Pour André-Jean, les liens qui se sont tissés lors des répétitions sont très précieux. “Ils sont hyper solidaires entre eux”, observe-t-il. “Ça fait partie du truc magique de ce petit monde : les rapports sont vachement sains”. Aurélie, animatrice au sein d’un ESAT, note que le projet On Dit Cap’ a également créé une belle dynamique au sein de la structure. “C’est très fédérateur dans l’établissement”, se réjouit-elle. “Dès la première saison, 3 ou 4 personnes ont chanté. L’année d’après, ils étaient 10 à vouloir s’inscrire. Et au-delà de ça, ceux qui ne montent pas sur scène viennent les voir”.

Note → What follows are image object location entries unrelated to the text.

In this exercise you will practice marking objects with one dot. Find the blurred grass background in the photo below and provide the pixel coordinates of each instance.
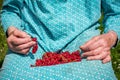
(115, 52)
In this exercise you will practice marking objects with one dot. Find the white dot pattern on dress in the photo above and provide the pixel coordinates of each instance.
(57, 24)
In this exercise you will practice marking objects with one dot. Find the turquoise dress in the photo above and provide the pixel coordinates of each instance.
(58, 25)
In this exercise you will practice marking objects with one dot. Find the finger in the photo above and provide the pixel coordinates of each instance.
(99, 57)
(107, 59)
(24, 51)
(87, 45)
(92, 52)
(20, 34)
(25, 46)
(20, 41)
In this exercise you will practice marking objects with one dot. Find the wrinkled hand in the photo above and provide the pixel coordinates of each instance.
(98, 48)
(19, 41)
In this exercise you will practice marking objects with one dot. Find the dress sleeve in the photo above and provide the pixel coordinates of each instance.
(10, 14)
(111, 9)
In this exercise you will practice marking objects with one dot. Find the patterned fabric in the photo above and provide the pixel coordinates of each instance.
(58, 25)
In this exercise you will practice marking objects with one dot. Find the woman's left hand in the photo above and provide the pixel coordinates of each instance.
(98, 48)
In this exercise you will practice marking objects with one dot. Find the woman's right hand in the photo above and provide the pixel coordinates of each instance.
(19, 41)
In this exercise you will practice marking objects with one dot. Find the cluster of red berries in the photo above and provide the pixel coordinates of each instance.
(35, 47)
(53, 58)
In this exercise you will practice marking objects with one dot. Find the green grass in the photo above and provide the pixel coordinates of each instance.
(115, 52)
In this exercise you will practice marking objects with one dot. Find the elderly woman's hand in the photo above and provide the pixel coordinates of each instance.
(19, 41)
(98, 48)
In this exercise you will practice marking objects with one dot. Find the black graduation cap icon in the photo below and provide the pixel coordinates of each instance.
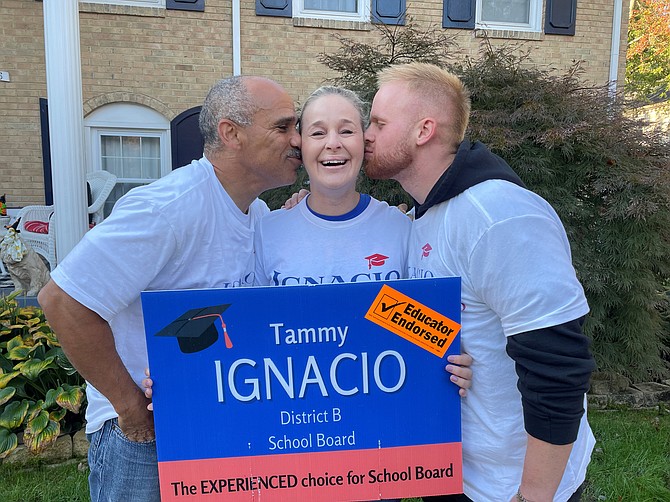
(195, 329)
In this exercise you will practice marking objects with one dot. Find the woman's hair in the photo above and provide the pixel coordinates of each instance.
(437, 88)
(329, 90)
(227, 99)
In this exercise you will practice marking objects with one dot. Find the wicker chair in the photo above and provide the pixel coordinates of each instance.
(43, 244)
(101, 183)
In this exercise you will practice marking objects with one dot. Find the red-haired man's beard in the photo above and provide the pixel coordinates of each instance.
(383, 165)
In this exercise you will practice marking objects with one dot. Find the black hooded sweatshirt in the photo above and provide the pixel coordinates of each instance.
(553, 364)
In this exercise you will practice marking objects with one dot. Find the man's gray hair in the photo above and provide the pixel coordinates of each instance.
(227, 99)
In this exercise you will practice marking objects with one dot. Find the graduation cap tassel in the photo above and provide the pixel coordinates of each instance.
(229, 343)
(227, 340)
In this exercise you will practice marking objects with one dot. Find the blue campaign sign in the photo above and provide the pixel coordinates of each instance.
(312, 371)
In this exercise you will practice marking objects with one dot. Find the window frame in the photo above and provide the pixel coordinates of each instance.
(534, 17)
(126, 119)
(362, 14)
(132, 3)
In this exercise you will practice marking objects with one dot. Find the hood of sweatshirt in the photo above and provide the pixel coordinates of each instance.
(474, 163)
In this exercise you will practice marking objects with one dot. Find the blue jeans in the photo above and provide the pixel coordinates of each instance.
(121, 470)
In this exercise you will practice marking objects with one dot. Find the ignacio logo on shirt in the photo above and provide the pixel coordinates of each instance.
(427, 248)
(376, 260)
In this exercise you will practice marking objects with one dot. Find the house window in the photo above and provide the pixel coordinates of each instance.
(130, 141)
(350, 10)
(135, 159)
(135, 3)
(520, 15)
(376, 11)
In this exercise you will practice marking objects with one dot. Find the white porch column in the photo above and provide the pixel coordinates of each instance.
(66, 122)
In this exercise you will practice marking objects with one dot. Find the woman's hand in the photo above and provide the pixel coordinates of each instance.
(148, 391)
(461, 374)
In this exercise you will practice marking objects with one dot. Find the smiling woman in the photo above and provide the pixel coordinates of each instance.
(345, 230)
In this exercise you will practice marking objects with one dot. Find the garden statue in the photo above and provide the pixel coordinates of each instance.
(27, 270)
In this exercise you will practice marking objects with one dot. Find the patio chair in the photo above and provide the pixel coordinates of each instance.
(37, 223)
(38, 230)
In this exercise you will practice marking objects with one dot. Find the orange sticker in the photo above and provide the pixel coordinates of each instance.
(413, 321)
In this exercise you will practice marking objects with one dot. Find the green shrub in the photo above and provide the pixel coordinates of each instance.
(575, 146)
(41, 394)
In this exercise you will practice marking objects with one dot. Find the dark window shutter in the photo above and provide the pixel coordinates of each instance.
(187, 142)
(560, 17)
(197, 5)
(388, 12)
(46, 152)
(458, 14)
(277, 8)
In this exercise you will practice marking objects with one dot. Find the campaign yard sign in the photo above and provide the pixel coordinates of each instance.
(324, 392)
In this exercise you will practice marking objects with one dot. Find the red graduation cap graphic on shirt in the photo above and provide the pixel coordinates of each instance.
(195, 329)
(376, 260)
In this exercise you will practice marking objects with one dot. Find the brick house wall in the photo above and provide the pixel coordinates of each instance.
(167, 60)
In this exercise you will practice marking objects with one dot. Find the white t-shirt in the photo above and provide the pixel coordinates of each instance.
(180, 232)
(298, 247)
(510, 249)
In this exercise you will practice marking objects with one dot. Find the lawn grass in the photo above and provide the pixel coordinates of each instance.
(41, 483)
(631, 463)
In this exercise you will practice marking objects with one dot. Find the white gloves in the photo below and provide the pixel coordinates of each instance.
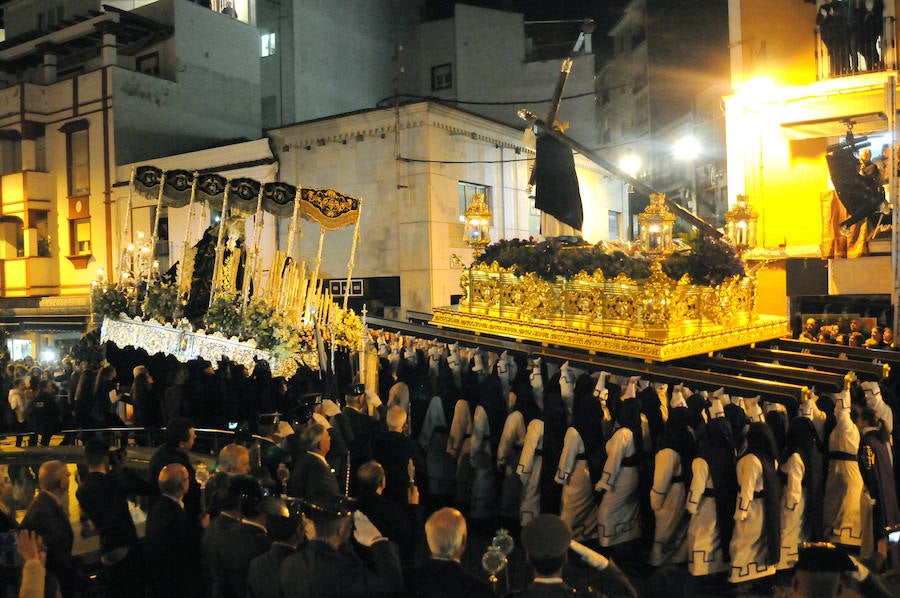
(593, 559)
(365, 531)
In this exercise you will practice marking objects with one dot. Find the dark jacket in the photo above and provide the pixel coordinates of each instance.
(173, 551)
(364, 429)
(231, 558)
(48, 518)
(104, 499)
(312, 478)
(317, 570)
(45, 414)
(394, 450)
(165, 455)
(213, 537)
(444, 579)
(262, 576)
(402, 524)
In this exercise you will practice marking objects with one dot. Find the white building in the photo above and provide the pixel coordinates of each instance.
(85, 90)
(415, 170)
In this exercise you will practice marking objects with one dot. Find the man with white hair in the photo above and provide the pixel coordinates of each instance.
(46, 516)
(234, 459)
(442, 576)
(395, 451)
(312, 476)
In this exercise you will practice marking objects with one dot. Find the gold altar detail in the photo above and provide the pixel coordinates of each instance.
(656, 318)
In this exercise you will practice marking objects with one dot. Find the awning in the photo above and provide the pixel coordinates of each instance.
(868, 123)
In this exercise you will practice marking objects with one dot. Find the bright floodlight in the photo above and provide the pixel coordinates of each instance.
(631, 164)
(687, 148)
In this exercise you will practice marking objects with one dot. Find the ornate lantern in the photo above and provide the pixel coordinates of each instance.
(478, 224)
(655, 224)
(740, 224)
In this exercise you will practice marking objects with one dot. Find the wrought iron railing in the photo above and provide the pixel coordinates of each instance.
(839, 54)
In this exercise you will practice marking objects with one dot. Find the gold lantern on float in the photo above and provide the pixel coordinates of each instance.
(478, 224)
(655, 224)
(740, 224)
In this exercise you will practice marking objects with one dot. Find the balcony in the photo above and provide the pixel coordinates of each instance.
(29, 277)
(835, 59)
(20, 188)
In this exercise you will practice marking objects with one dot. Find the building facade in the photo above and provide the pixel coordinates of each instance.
(794, 102)
(662, 84)
(93, 90)
(415, 169)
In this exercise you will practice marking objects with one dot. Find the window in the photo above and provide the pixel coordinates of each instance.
(441, 77)
(50, 18)
(80, 234)
(148, 64)
(10, 155)
(614, 218)
(267, 41)
(161, 251)
(77, 161)
(270, 111)
(534, 218)
(466, 191)
(37, 219)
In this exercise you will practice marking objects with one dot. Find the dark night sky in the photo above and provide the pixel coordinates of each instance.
(605, 12)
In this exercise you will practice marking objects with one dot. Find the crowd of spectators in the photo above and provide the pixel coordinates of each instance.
(366, 497)
(851, 333)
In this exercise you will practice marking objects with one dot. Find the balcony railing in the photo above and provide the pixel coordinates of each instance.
(838, 54)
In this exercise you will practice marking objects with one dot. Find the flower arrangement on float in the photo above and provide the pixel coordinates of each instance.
(656, 299)
(217, 304)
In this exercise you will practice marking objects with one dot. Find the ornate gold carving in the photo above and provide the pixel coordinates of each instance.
(654, 318)
(699, 341)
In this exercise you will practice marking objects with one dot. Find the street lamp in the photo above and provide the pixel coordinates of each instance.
(478, 224)
(687, 149)
(656, 227)
(631, 164)
(740, 224)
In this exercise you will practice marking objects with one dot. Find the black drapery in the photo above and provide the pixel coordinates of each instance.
(557, 191)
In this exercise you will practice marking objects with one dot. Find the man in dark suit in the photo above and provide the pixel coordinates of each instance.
(46, 516)
(442, 576)
(179, 439)
(229, 516)
(286, 532)
(312, 476)
(402, 523)
(230, 559)
(327, 567)
(395, 450)
(103, 496)
(547, 540)
(364, 428)
(172, 547)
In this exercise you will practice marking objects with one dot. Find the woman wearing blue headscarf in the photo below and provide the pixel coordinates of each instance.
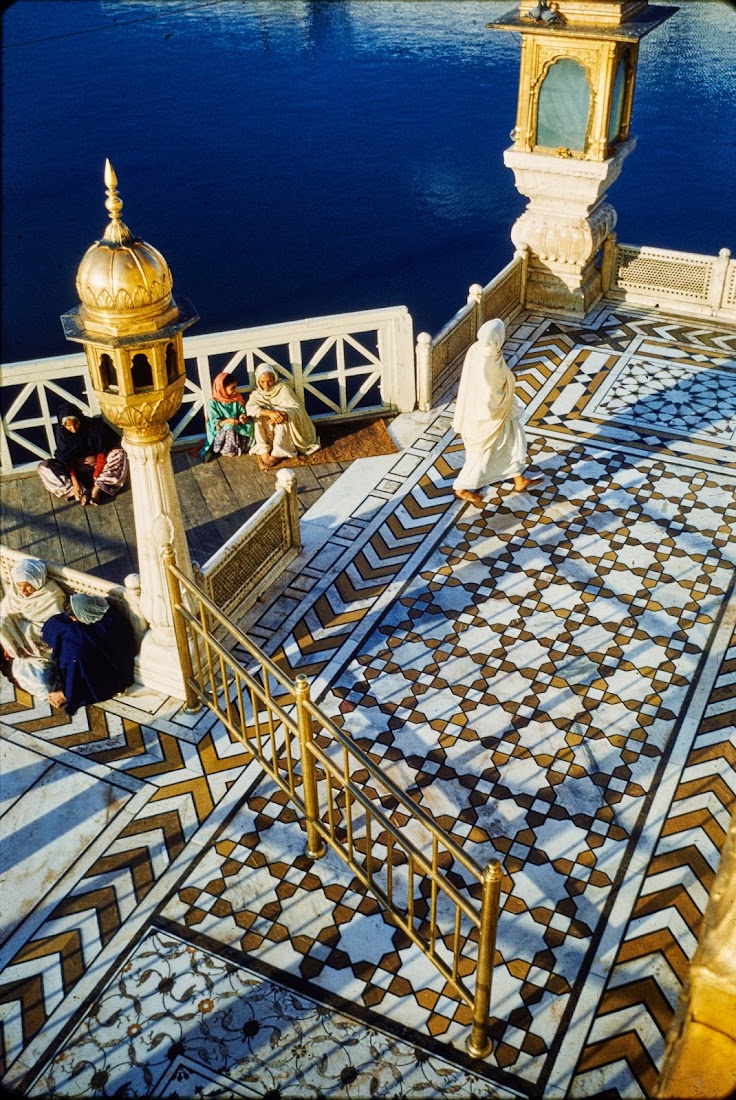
(94, 648)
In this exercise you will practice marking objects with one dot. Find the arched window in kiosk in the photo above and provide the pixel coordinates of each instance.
(563, 108)
(108, 373)
(141, 372)
(617, 102)
(172, 365)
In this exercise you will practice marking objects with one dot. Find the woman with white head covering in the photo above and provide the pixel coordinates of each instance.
(282, 427)
(31, 598)
(487, 417)
(31, 601)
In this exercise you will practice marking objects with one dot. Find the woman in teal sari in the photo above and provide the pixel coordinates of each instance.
(229, 428)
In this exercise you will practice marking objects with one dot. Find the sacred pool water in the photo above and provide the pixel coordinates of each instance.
(295, 158)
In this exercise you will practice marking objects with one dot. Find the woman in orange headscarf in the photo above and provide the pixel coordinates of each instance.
(229, 427)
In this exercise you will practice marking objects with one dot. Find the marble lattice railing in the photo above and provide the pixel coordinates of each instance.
(345, 365)
(671, 282)
(256, 553)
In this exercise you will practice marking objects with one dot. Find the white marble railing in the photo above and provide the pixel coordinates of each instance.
(252, 558)
(347, 365)
(677, 282)
(439, 358)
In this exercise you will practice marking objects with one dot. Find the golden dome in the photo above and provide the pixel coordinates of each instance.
(123, 283)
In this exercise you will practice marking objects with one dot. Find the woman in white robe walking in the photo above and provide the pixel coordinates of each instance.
(489, 418)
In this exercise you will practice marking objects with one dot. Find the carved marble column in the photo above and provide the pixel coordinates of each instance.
(157, 521)
(564, 224)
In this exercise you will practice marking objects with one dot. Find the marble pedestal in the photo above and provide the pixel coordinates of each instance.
(564, 224)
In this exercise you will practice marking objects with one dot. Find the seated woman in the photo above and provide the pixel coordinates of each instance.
(229, 428)
(30, 602)
(94, 649)
(88, 461)
(281, 424)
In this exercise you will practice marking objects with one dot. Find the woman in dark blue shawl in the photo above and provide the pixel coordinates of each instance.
(94, 648)
(88, 460)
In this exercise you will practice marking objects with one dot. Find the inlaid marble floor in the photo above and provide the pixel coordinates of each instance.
(553, 678)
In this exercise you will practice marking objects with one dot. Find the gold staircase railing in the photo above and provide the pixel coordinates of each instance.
(443, 901)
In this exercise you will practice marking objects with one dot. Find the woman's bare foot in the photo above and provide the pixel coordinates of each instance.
(520, 482)
(464, 494)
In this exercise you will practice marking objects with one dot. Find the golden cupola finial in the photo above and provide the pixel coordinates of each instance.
(117, 231)
(124, 284)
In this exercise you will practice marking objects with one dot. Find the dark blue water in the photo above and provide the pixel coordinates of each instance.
(293, 158)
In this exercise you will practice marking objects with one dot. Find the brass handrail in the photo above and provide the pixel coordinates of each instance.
(315, 763)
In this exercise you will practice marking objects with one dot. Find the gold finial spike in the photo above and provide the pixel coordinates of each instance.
(116, 231)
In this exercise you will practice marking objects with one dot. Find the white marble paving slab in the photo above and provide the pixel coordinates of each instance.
(45, 831)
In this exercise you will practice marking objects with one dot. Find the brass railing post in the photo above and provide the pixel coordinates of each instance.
(193, 703)
(479, 1045)
(315, 847)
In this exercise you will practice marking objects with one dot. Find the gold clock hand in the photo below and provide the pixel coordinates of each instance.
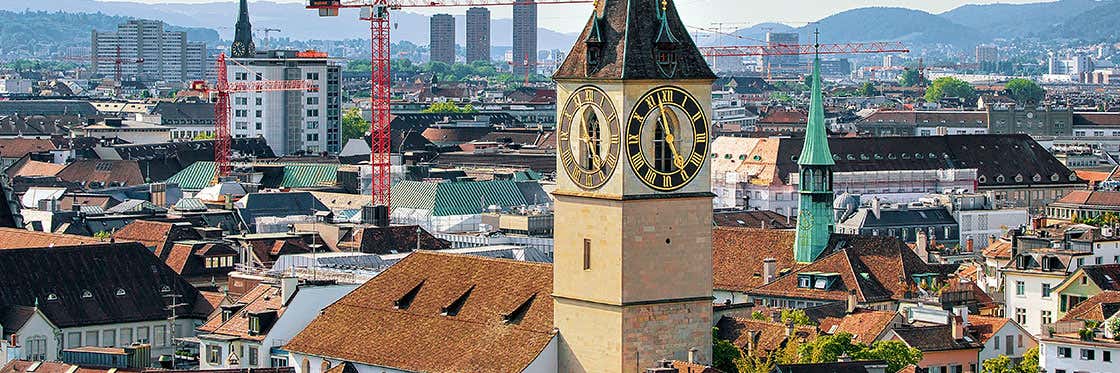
(678, 160)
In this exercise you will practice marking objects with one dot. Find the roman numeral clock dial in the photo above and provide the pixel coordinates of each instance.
(666, 138)
(589, 138)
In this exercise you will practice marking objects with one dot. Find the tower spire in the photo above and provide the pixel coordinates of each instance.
(814, 217)
(243, 39)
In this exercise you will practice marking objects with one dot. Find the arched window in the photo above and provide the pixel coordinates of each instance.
(662, 150)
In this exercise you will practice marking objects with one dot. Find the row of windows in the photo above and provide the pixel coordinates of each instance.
(1086, 354)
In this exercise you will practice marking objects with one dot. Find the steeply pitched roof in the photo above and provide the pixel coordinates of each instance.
(94, 285)
(932, 338)
(626, 34)
(264, 297)
(17, 148)
(737, 255)
(865, 326)
(105, 173)
(764, 336)
(1107, 277)
(1098, 307)
(877, 268)
(985, 327)
(24, 239)
(991, 155)
(411, 319)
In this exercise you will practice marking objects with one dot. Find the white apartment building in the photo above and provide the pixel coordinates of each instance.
(290, 121)
(149, 53)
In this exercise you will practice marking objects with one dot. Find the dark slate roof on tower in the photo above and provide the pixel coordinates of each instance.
(623, 40)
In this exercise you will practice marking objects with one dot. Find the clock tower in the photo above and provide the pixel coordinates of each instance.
(632, 274)
(814, 186)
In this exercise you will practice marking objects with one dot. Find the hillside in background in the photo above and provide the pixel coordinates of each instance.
(1005, 20)
(1100, 24)
(914, 27)
(49, 31)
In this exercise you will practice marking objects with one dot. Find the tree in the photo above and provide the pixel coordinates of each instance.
(724, 353)
(912, 77)
(830, 347)
(868, 90)
(1001, 364)
(354, 127)
(1029, 362)
(1025, 91)
(449, 108)
(896, 353)
(950, 87)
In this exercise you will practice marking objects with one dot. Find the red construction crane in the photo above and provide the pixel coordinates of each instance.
(223, 89)
(376, 14)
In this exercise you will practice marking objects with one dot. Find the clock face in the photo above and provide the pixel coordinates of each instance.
(666, 138)
(589, 138)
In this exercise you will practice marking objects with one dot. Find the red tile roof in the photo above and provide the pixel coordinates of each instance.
(400, 318)
(738, 253)
(25, 239)
(1098, 307)
(864, 326)
(262, 298)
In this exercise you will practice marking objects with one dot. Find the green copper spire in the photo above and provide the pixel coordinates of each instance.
(814, 186)
(815, 150)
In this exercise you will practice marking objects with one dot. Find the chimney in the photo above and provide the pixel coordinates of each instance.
(288, 286)
(770, 270)
(962, 311)
(958, 328)
(876, 207)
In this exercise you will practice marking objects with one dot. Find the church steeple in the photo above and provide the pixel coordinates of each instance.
(243, 39)
(814, 217)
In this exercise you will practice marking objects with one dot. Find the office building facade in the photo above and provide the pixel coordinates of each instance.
(477, 43)
(524, 36)
(148, 52)
(442, 39)
(290, 121)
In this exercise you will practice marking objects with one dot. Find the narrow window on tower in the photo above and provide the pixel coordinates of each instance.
(587, 254)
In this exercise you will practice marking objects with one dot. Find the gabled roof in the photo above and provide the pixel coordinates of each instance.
(933, 338)
(626, 33)
(24, 239)
(1099, 307)
(264, 297)
(865, 326)
(94, 285)
(738, 254)
(985, 327)
(105, 173)
(409, 319)
(877, 268)
(17, 148)
(764, 336)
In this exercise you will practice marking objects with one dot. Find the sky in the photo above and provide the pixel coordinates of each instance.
(706, 14)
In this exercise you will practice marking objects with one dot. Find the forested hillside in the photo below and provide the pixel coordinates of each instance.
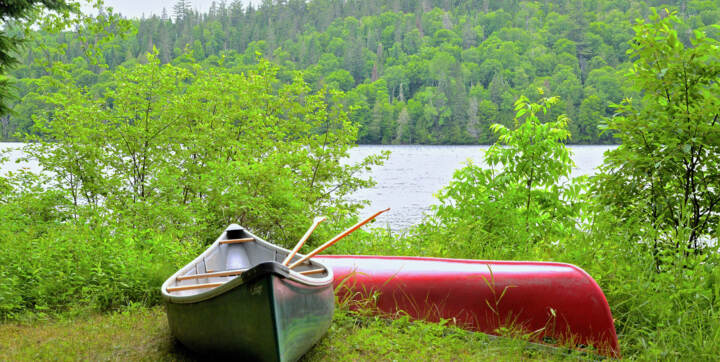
(413, 72)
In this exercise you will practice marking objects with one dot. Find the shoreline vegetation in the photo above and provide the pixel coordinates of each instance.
(148, 159)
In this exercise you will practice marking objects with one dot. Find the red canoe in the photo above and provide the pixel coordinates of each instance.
(555, 302)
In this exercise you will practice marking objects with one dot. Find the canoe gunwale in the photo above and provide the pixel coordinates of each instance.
(272, 267)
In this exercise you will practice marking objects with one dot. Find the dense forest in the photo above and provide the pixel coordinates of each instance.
(412, 72)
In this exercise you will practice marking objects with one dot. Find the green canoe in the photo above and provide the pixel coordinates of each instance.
(237, 299)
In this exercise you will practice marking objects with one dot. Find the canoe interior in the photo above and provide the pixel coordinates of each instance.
(242, 304)
(230, 256)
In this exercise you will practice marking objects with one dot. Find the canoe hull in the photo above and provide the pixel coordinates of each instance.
(269, 319)
(555, 302)
(237, 299)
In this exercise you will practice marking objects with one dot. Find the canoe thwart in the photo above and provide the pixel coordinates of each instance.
(237, 241)
(312, 271)
(194, 286)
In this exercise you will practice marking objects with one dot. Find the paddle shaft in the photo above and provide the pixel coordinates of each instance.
(336, 239)
(302, 240)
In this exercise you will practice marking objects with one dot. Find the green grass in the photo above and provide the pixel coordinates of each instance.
(143, 334)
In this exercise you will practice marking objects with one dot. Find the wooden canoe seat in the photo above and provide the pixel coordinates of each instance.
(194, 286)
(237, 241)
(211, 275)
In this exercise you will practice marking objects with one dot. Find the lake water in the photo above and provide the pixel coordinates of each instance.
(413, 174)
(410, 177)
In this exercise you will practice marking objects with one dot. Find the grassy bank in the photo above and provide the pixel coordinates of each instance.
(143, 334)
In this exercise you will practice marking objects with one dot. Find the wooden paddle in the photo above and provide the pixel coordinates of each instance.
(336, 239)
(302, 241)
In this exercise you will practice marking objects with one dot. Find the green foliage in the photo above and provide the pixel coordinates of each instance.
(469, 54)
(517, 203)
(190, 150)
(665, 173)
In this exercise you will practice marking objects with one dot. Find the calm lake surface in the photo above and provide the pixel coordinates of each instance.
(409, 178)
(413, 174)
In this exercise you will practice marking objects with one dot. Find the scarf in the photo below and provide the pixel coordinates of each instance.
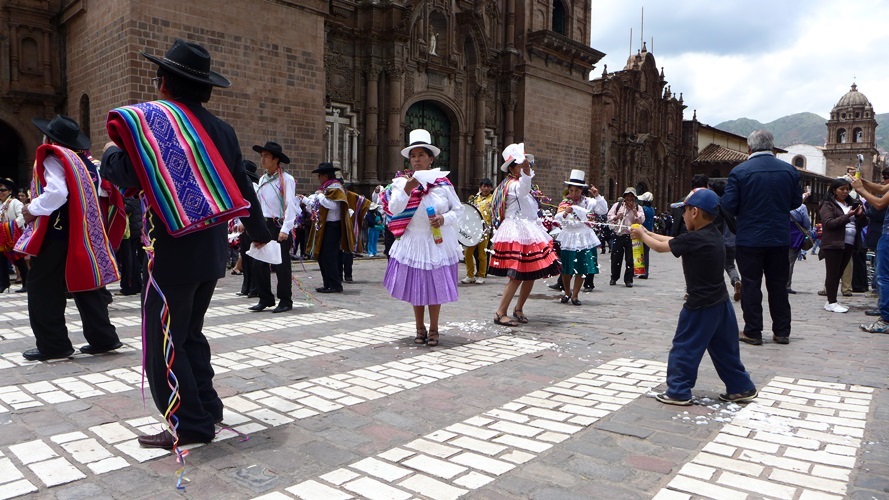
(182, 174)
(90, 261)
(498, 210)
(398, 223)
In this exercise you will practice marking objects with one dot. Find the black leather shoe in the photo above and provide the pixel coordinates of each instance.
(282, 308)
(36, 355)
(88, 349)
(260, 306)
(164, 440)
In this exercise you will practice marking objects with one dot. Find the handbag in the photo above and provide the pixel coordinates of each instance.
(808, 243)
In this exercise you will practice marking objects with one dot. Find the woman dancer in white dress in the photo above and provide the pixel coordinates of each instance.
(523, 251)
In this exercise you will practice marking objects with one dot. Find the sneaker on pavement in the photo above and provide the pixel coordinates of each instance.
(878, 326)
(835, 307)
(663, 398)
(741, 397)
(749, 340)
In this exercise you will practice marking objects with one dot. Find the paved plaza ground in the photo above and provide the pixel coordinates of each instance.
(338, 402)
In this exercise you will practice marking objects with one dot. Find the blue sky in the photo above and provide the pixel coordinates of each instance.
(756, 59)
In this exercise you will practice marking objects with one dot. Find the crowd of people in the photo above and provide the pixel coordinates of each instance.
(168, 241)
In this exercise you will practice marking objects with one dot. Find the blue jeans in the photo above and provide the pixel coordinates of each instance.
(882, 278)
(713, 329)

Le projet On Dit Cap’ est surtout transformateur pour tous les individus, qui progressent tout au long de l’année, s’épanouissent dans une pratique artistique et surmontent leur stress le jour de la représentation. “C’est très net”, affirme Aurélie à propos des adultes qu’elle accompagne. “Des gens qui n’étaient pas sûrs d’eux se sont transcendés sur scène. C’est un super projet, très épanouissant”. Franck et Julien confirment : l’année dernière, ils étaient particulièrement stressés à l’idée de monter sur scène. Tous deux font du théâtre, “mais pas devant autant de personnes”. “Mais quand on l’a fait, c’est passé comme une lettre à la poste”, se souvient Julien. Benjamin a aussi adoré l’expérience : “quand j’étais sur scène, j’ai vu le monde et j’avais peur de rater. Mais après je voulais rester”.
La répétition touche à sa fin et André-Jean prend le temps de féliciter ses chanteurs en herbe. “Vous y mettez du coeur, de l’amour, c’est bien. Je suis content de vous”, lance-t-il au groupe. En face, les réponses fusent. “Nous aussi on est contents !” ; “On a cassé la baraque !” Le groupe se disperse dans les applaudissements, les “et bam” qui restent en tête, et les adieux aux amis. Le concert s’annonce beau et touchant : rendez-vous le 6 juillet à Chanteix.